When I first saw Peter Medak’s The Changeling in 1980, I was disappointed by it. I think now I was disappointed only because it wasn’t up to his masterpiece, The Ruling Class (1972) — but then very few films are up to that one, and very few filmmakers have ever made anything that good. And after all, it’s no crime for a film to not be The Ruling Class. Looked at again, a few years later, I found The Changeling much more to my liking — a solidly made, genuinely creepy and effective ghost story of a type the movies rarely attempt and even more rarely get right.
George C. Scott (more subdued than usual) plays a composer whose wife and child are killed in a traffic accident, so he moves into a creepy old house to recuperate while teaching at a local college. The house starts making unfathomable noises and other unsettling things happen, leading him and an historical-society representative (the impossible to restrain Trish Van Devere, aka: Mrs. Scott) to investigate. It’s mostly a mood piece — nothing too flashy, though a seance involving automatic writing is very creepy — but what a mood it generates.

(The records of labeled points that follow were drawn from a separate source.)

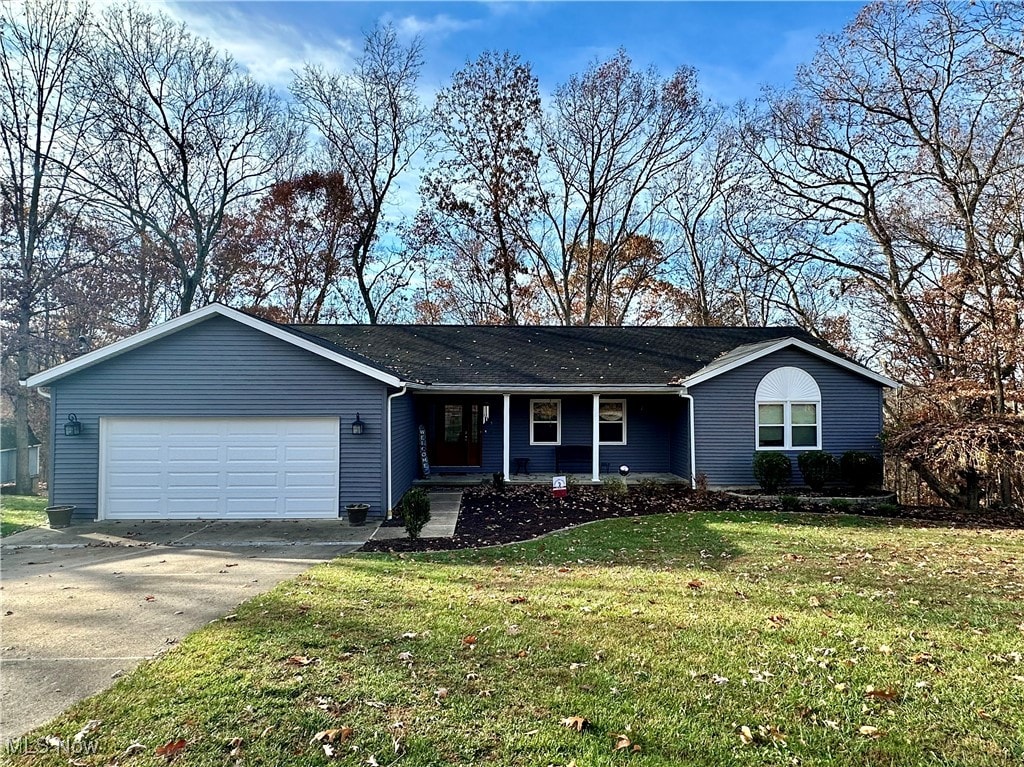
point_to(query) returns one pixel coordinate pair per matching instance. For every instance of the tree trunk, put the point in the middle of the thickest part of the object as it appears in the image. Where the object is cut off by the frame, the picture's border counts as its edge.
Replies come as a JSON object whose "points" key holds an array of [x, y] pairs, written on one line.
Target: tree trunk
{"points": [[23, 480]]}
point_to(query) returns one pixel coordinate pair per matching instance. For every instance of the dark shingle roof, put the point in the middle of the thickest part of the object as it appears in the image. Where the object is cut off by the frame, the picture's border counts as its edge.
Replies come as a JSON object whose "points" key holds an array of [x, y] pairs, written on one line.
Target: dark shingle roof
{"points": [[539, 355]]}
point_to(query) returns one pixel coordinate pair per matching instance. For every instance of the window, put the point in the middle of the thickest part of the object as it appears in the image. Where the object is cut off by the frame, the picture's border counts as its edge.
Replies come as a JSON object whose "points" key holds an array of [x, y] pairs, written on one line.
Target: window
{"points": [[545, 421], [788, 406], [611, 422]]}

Extremely stylish in design and execution, and Medak gets the absolute most out of the old dark house setting. It’s convincing in a way that few ghost stories are — not in the least because the crime at the bottom of the haunting is particularly nasty. Melvyn Douglas is very fine — combining aristocratic arrogance and moving helplessness — in one of his final performances. A must-see for admirers of horror films and ghost stories.